To follow on Mohamed's point.
If you want to pass data from the background script to the content script at initialisation, you can generate another simple script that contains only JSON and execute it beforehand.
Is that what you are looking for?
Otherwise, you will need to use the message passing interface
In the background page:
// Subscribe to onVisited event, so that injectSite() is called once at every pageload.
chrome.history.onVisited.addListener(injectSite);
function injectSite(data) {
// get custom configuration for this URL in the background page.
var site_conf = getSiteConfiguration(data.url);
if (site_conf)
{
chrome.tabs.executeScript({ code: 'PARAMS = ' + JSON.stringify(site_conf) + ';' });
chrome.tabs.executeScript({ file: 'site_injection.js' });
}
}
In the content script page (site_injection.js)

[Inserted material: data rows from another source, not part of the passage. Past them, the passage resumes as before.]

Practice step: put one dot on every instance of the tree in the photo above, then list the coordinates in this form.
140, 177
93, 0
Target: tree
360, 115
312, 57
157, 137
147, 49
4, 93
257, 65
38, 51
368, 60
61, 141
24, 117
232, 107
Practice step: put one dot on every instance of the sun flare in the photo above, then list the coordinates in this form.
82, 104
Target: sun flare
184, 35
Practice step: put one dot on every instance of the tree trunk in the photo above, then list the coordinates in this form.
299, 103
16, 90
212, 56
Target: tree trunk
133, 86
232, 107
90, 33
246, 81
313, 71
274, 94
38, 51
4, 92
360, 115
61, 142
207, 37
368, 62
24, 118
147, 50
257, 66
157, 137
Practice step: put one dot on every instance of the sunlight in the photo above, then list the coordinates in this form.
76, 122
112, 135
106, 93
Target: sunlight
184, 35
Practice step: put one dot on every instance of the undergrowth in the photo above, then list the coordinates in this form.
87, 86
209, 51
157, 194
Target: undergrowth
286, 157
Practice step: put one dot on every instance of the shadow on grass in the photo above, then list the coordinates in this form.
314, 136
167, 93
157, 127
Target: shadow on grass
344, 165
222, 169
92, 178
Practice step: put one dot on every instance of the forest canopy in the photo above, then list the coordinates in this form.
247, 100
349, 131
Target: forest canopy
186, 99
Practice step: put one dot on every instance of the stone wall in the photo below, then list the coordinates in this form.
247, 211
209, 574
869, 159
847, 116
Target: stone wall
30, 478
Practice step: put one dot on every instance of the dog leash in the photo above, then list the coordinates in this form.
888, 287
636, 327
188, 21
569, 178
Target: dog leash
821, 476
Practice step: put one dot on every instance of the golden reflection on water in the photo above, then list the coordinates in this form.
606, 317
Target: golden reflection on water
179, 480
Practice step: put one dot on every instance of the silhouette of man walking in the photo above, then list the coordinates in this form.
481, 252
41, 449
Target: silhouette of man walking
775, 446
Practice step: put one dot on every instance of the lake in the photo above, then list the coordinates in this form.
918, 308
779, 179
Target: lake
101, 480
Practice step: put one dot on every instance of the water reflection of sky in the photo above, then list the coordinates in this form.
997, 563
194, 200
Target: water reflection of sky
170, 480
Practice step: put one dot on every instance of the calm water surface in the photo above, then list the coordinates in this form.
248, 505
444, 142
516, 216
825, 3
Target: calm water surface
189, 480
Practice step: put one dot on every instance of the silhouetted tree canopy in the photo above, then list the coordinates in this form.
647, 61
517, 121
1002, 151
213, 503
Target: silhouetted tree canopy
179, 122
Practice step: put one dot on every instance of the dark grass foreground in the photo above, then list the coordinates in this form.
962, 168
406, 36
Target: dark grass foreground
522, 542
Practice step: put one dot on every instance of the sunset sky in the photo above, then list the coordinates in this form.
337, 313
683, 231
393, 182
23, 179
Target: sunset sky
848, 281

// read config directly from background
console.log(PARAM.whatever);
I thought I'd update this answer for current and future readers.
According to the Chrome API, chrome.extension.onRequest is "[d]eprecated since Chrome 33. Please use runtime.onMessage."
See this tutorial from the Chrome API for code examples on the messaging API.
Also, there are similar (newer) SO posts, such as this one, which are more relevant for the time being.